La liste des provocations et autres attaques sous la ceinture en provenance de notre partenaire français étant longue, nous nous contenterons d’évoquer le dernier incident en date. Celui des propos tenus par Gabriel Attal, Porte-parole du gouvernement français, concernant la réduction du nombre de visas octroyés par la France au Maroc, à l’Algérie et à la Tunisie. Ce dernier a parlé de «menaces» et d’exécution de menaces à l’encontre des trois pays, dont le Maroc. Or, depuis quand menace-t-on un partenaire stratégique et un allié ?
Par-delà la diversification des partenariats stratégiques, le Maroc semble, depuis quelque temps et à juste titre si cela s’avère être vrai, mettre en place ce qui s’apparente à une marocanisation graduelle de l’appareil productif national ainsi qu’une diversification des partenaires pour les projets majeurs, dans un souci de renforcement de notre souveraineté économique.

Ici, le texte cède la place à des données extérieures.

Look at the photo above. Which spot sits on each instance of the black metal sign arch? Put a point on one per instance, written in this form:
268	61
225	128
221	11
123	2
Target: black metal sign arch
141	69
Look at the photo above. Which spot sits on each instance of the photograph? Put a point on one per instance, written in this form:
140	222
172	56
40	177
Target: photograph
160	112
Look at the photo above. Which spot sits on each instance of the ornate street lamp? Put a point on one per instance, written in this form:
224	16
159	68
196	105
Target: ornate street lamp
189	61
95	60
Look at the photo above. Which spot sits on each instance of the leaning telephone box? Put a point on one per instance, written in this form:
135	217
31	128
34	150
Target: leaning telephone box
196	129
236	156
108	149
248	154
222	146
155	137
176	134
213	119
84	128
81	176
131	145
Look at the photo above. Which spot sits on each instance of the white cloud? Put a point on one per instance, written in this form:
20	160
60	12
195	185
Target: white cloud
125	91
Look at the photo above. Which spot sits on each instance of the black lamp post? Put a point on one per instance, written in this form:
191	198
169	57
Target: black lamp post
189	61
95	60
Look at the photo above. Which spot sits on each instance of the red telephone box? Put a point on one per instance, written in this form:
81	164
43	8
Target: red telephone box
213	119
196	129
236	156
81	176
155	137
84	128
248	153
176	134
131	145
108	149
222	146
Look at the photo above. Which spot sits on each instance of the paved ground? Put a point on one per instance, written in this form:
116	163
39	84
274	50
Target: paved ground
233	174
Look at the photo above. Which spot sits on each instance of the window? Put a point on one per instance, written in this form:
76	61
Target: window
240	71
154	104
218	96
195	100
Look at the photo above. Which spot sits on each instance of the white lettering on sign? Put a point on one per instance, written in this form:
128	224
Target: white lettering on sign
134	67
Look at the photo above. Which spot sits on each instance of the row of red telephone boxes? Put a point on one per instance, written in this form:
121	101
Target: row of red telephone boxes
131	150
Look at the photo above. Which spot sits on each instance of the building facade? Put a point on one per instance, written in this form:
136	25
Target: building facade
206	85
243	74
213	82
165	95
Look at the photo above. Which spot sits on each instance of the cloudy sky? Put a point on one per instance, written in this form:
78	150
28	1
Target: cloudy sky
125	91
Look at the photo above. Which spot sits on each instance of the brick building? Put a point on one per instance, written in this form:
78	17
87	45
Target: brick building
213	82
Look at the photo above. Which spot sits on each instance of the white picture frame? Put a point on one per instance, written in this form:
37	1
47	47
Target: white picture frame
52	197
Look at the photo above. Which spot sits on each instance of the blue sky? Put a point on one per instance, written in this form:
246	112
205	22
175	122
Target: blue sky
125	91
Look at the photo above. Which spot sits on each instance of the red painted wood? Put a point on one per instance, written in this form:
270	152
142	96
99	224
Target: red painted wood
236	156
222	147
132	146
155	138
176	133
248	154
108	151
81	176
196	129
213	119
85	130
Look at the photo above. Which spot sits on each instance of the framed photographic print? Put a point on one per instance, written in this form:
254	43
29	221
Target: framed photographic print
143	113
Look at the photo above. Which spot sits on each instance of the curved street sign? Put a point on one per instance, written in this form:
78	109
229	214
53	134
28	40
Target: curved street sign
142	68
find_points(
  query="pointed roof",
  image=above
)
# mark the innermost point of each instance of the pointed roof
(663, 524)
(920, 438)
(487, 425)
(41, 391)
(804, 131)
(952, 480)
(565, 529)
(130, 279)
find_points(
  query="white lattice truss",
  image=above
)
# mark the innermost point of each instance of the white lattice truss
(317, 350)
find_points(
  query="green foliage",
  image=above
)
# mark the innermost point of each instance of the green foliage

A titre d’exemple, la réalisation du titanesque projet du nouveau port «Dakhla Atlantique» était fortement convoitée par la France, comme en témoignent les déclarations en mars dernier de son ministre délégué des Transports en visite au Maroc : «La France souhaite prendre part aux projets portuaires et continuer d'être un partenaire privilégié du Royaume», affirmant avoir relayé un message dans ce sens au ministre marocain. Résultat : le marché a été confié au groupement marocain «Somagec-SGTM». Quant à la ligne LGV qui devra relier Marrakech à Agadir, bien que la France soit pressentie pour réaliser ce projet, il y a de fortes chances que ce soit la Chine qui l’emporte dans le cadre d’un partenariat avec un groupe marocain. Enfin, le rachat des parts du «Crédit Agricole France» dans sa filiale «Crédit du Maroc» par le groupe marocain «Holmarcom» pourrait peut-être s’inscrire dans cette même dynamique.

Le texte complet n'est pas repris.